Christmas witnessed an unusual sight of five boats all being becalmed within sight of each other in the Southern Ocean. Incredible footage seen and the chance for the sailors to not feel quite so isolated. I think it was these contrasts that made the windier conditions feel more extreme, as the sailors spoke of storms, but rarely saw any extreme wind speeds sustained in the South.
Communication on a new level
The communications have taken the race to a whole new level in this edition. The skippers could communicate by WhatsApp and even had their own chat groups to stay in touch and support each other. Back in 2008 when I was racing, we were still on dial up speeds and had only just transferred from tapes to digital video, it was painful. Technology not only allows the spectator to get a feel for the race from the sailor’s videos and interviews, but it also plays a super important role in the safety of the race.
Kevin Escoffier had to abandon his yacht, PRB, within minutes. He managed to grab his phone and send a WhatsApp saying; “I am sinking, No joke, Mayday.” This was critical in the race organisations knowledge and the team’s response to a serious incident and put the whole rescue mission into action.
While there is a media requirement within the race instructions, it can only come to life when a sailor is willing to share their adventure with the public. All the sailors have done an incredible job of sharing their race with the fans and the coverage of the race has grown as a result.
Boris Herrmann posted a video every day and took fans and media with him on his circumnavigation. This was the last one before the collision with the fishing trawler just 100 nautical miles from the finish.
The first non-french winner… not this time
Sadly, the race does not always have a fairy-tale ending and last week the race seemed to deliver its final blow. Boris Herrmann was poised to change history. He had the potential to top the podium and become the first non-French winner of the race in history. However, the race had a final sting in the tail for Boris.
Historically the race has often delivered a catastrophic blow to a sailor in the final miles. Mike Golding losing his keel in 2004 in the final few miles and had to sail to 3rd place without a keel. The same happened to Marc Guillemot in 2008. He sailed for 1000 miles to finish in 3rd place. In 2016, Conrad Coleman was dismasted in the final 700 miles and sailed to the finish line under a jury rig.
Now, this time, in this race, it was the turn of Boris Herrmann. Just 90 miles from the finish line he collided with a fishing boat. Lucky not to lose his rig, he limped home to 5th place becoming the first German to complete the Vendee Globe.

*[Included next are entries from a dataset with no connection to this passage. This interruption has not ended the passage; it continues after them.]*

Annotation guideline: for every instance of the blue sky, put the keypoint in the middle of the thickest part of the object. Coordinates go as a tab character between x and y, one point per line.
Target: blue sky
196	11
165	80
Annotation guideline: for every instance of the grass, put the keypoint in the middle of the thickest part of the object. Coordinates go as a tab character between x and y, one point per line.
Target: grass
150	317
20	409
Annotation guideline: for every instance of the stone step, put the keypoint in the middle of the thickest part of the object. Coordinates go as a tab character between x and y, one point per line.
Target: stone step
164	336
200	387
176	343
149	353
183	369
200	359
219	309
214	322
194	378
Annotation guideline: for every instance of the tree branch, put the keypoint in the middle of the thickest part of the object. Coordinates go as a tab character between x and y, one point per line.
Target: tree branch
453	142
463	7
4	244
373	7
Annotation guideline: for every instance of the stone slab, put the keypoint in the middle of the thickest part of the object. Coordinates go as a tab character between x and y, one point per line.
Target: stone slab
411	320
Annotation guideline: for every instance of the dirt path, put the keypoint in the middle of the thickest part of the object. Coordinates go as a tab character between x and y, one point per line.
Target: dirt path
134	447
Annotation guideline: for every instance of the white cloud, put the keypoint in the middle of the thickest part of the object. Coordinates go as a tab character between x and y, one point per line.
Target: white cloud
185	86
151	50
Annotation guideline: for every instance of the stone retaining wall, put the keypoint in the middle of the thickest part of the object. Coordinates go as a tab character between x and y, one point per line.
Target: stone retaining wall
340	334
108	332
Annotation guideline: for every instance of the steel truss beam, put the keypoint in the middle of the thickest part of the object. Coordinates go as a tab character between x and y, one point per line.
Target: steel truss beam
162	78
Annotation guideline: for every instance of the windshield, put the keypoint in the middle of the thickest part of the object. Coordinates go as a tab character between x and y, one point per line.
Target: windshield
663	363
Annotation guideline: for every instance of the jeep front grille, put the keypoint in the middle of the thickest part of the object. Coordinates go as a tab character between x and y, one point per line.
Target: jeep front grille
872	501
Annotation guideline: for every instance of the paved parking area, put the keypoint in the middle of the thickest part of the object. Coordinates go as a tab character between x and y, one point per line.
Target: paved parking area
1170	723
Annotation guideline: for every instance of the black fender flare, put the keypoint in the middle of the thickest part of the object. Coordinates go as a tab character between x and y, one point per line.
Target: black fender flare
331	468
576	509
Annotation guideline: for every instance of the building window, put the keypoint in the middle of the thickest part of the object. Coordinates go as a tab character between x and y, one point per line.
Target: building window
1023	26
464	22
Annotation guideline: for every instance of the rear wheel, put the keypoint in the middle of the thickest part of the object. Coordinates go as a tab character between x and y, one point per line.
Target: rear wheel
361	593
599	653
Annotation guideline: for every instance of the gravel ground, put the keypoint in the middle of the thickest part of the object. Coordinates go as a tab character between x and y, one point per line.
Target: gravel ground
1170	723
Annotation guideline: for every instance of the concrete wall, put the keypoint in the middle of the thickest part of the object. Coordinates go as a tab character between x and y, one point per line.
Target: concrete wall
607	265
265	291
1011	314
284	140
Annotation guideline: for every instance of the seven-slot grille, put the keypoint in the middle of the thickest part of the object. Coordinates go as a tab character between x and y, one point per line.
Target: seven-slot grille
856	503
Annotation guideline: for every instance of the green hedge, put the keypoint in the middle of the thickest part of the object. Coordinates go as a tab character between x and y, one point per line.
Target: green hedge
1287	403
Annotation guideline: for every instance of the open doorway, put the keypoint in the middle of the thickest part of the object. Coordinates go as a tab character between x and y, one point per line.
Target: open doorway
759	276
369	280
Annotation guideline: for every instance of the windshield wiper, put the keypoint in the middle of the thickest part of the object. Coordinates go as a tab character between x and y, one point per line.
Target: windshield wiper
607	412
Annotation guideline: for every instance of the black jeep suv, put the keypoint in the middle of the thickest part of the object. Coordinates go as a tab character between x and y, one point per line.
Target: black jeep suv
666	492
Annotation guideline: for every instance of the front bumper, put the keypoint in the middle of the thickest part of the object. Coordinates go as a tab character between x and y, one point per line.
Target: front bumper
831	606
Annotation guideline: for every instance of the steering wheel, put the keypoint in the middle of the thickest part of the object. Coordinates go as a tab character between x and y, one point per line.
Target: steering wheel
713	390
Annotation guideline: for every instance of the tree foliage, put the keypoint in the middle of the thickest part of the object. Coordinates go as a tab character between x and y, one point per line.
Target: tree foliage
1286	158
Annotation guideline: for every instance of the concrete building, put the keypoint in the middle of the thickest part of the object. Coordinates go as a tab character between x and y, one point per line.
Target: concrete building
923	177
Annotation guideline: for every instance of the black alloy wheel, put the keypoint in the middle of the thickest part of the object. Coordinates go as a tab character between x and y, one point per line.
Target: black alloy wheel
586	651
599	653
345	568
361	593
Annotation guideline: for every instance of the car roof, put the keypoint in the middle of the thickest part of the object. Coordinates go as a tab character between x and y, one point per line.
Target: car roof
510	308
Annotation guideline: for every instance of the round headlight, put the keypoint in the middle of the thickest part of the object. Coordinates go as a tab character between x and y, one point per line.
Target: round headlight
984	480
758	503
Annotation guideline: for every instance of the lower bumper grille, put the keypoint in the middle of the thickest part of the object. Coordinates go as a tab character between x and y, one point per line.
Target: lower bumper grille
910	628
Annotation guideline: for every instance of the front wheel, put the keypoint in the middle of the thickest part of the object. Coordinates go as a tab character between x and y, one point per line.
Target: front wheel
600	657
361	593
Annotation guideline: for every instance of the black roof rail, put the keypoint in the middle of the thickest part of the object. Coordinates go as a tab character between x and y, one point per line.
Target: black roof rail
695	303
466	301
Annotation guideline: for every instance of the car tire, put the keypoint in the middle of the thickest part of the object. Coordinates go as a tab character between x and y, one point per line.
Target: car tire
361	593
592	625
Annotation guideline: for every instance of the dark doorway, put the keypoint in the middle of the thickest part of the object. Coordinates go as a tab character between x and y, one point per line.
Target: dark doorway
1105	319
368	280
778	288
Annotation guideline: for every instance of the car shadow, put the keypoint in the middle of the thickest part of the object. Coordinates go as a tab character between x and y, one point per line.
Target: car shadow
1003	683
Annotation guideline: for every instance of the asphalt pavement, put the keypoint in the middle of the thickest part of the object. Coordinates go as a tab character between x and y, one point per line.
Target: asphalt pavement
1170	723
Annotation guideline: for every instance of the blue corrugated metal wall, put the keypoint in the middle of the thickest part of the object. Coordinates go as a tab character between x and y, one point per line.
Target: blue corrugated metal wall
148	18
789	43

Lessons will have been learnt, notes will have been taken and jobs lists will have been made. The teams will de-brief, the skippers will download and the IMOCA class will address common and major issues collated from the fleet. Plans for what comes next will be made in time, but the priority is to allow the skipper to rest and recover.
Recuperation always takes longer than they think from this level of intensity in an endurance race of this nature. They have given everything and will be more tired than they think. They need time to process what they have just done and catch up with real life again. Only then can they turn their attention to where the future will take them next.